Il messaggio alla Cina è chiaro, Taiwan vuole riaffermare il diritto alla sovranità: “Questo voto dimostra al mondo che il nostro è un popolo libero e democratico. Fino a quando sarò presidente farò del mio meglio affinché nessuno debba scusarsi di rivendicare la propria identità”, ha detto Tsai Ing-wen davanti ai suoi sostenitori.

Tsai Ing-wen, 59 anni, vuole mettere fine alla politica del dialogo e del riavvicinamento con la Cina del precedente governo. E Pechino alza la voce. L’agenzia di stampa ufficiale Nuova Cina ha già avvertito Taiwan: “Muoversi verso l’indipendenza è come prendere un veleno che porta alla morte”. Pechino e Taipei sono divise dal 1949, ma la Cina continua a considerare Taiwan come un suo territorio.

“Lei porta avanti la ‘teoria delle due Cine’, ma le autorità di Pechino hanno un’idea molto diversa. La sua elezione non è una notizia affatto positiva perché credo che il Paese sia uno solo e che ne facciamo tutti parte. E non dovremmo dimenticarcene”, commenta una residente di Pechino.
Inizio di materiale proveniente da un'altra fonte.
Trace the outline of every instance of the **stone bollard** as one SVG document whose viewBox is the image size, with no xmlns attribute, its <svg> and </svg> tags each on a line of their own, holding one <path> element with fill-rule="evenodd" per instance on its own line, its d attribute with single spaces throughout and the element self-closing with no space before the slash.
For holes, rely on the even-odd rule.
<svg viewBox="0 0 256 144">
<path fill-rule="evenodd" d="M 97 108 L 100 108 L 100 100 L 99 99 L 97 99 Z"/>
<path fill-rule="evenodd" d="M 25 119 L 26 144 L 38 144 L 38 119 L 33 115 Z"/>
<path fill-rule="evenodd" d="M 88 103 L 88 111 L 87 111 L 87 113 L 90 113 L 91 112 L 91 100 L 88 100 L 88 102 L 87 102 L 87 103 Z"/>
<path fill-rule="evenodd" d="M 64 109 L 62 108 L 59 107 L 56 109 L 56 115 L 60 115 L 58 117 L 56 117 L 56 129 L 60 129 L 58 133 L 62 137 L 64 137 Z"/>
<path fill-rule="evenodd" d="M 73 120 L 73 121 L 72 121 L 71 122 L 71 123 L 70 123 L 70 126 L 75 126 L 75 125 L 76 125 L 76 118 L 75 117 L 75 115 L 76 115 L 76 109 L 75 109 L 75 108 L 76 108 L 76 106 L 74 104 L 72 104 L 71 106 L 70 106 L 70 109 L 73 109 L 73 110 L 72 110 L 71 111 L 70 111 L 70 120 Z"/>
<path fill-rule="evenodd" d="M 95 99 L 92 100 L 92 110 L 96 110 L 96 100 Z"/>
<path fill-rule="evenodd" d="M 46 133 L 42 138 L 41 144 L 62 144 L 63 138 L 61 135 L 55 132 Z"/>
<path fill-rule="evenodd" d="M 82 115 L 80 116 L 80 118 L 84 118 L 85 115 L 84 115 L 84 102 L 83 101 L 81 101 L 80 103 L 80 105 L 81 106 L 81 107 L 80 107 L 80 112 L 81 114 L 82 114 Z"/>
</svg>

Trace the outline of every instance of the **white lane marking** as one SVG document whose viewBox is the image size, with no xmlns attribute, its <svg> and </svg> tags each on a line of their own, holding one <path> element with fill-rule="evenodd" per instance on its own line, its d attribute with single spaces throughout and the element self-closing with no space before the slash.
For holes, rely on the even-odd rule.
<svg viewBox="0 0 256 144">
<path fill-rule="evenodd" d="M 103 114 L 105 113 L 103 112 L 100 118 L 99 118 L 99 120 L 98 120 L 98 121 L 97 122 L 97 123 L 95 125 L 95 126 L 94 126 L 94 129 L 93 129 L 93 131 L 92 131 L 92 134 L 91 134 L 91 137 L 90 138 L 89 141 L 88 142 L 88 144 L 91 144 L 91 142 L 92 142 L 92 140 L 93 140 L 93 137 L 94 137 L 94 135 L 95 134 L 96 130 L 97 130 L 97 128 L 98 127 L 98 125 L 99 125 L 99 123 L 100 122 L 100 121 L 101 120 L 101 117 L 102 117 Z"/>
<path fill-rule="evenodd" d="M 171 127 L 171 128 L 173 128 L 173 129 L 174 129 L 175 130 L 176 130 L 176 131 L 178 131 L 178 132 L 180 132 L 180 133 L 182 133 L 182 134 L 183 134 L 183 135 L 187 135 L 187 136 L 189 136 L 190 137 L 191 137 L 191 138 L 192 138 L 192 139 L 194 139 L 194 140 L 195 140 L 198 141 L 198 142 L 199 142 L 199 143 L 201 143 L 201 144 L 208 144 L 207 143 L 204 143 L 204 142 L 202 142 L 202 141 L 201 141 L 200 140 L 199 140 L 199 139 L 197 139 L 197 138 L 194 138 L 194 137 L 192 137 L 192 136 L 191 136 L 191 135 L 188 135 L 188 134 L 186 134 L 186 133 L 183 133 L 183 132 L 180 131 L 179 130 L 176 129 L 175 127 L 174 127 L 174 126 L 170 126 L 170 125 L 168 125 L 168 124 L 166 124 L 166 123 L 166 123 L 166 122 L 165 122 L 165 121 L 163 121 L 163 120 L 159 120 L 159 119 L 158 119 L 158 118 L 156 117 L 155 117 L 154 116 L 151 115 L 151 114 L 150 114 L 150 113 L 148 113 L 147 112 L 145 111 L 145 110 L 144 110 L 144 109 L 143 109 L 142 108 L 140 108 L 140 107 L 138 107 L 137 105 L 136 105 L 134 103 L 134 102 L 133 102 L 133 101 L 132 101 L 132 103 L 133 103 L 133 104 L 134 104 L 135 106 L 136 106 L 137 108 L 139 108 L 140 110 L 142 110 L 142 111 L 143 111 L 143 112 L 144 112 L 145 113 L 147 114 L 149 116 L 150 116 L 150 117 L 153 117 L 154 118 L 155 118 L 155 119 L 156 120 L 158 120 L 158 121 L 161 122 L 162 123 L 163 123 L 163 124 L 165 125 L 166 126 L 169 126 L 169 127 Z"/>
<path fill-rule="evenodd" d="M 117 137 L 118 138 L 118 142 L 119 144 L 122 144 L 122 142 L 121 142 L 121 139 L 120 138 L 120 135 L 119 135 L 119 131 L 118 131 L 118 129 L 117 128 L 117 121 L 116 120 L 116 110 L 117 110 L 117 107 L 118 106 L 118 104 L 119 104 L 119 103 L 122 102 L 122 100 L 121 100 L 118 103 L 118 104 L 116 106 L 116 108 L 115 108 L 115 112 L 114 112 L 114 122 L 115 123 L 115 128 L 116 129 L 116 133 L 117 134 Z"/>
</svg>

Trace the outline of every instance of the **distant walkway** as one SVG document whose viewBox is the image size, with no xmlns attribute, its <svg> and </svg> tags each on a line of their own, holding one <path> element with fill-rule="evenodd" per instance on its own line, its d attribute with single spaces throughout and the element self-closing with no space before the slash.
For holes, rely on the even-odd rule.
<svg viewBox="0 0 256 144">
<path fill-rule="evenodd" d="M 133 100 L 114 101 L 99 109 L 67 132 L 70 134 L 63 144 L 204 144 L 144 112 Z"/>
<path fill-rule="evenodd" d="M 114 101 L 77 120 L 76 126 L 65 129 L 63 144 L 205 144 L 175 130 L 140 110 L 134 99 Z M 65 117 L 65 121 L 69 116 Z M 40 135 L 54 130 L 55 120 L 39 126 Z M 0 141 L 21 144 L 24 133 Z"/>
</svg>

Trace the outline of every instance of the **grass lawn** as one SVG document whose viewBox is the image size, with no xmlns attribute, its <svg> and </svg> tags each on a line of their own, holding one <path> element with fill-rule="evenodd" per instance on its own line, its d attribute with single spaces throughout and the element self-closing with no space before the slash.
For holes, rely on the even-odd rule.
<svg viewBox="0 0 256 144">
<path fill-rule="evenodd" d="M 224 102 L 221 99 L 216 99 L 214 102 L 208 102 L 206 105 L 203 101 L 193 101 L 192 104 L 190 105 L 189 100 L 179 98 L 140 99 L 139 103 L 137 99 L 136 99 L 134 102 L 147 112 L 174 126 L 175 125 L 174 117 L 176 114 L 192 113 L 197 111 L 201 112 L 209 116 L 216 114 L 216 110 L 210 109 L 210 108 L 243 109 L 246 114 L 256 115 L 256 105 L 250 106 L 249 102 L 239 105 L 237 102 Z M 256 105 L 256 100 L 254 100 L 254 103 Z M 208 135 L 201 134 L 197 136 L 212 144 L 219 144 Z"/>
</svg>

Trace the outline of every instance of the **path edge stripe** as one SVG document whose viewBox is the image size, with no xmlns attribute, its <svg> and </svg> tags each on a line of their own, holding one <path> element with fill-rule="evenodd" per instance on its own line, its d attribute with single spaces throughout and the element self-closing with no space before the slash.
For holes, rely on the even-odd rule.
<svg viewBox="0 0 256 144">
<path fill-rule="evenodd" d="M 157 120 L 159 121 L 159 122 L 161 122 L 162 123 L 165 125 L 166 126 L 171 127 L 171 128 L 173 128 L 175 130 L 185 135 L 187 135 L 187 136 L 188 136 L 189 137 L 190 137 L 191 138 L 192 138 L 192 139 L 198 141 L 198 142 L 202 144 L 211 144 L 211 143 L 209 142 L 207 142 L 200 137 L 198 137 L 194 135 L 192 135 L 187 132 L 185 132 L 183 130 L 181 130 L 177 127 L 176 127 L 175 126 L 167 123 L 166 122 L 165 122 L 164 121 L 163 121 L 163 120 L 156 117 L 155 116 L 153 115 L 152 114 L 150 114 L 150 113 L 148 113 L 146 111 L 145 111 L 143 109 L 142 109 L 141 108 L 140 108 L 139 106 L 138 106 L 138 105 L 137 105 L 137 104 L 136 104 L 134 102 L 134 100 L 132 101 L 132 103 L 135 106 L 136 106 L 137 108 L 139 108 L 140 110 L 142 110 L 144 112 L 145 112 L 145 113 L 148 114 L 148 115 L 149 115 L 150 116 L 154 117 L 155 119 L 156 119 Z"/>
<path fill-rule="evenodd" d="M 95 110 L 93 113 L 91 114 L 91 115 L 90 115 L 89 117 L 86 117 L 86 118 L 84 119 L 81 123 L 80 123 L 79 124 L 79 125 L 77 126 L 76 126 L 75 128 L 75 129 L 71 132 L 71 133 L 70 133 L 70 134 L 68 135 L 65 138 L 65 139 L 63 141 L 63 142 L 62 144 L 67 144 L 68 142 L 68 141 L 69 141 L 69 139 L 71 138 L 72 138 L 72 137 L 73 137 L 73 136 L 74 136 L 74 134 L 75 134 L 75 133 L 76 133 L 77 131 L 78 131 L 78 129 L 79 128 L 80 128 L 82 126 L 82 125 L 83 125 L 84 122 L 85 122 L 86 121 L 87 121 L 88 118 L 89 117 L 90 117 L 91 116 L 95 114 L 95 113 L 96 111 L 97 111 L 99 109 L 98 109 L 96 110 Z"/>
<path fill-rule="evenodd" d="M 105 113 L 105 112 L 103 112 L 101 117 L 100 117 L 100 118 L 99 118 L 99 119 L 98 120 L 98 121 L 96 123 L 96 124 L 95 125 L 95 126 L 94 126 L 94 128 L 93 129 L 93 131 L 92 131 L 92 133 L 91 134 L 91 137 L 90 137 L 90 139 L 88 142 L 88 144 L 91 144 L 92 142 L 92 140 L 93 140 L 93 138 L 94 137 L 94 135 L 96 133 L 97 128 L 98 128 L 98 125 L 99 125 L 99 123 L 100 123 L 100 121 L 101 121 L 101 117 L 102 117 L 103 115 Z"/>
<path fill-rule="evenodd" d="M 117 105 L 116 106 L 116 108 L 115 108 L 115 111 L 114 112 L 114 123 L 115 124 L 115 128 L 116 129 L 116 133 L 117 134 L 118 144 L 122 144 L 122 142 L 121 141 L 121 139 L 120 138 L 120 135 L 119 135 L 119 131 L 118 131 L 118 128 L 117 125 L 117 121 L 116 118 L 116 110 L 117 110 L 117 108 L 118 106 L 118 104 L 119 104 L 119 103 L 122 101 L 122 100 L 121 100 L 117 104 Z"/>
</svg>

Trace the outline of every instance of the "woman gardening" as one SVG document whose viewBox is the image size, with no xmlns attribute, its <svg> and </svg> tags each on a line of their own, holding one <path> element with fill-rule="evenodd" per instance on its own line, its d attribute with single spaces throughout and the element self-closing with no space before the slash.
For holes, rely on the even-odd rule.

Sono solo 22 i Paesi che riconoscono ufficialmente lo stato di Taiwan che non ha nessuna rappresentanza alle Nazioni Unite.

Un compito grande aspetta la “Piccola Ing”, come viene chiamata Tsai Ing-wen dai suoi sostenitori. Dovrà provare a rilanciare politicamente e finanziariamente Taiwan, senza più strizzare l’occhio e favorire negli scambi commerciali – come fatto dal precedente presidente – la Cina, la seconda economia più grande del mondo.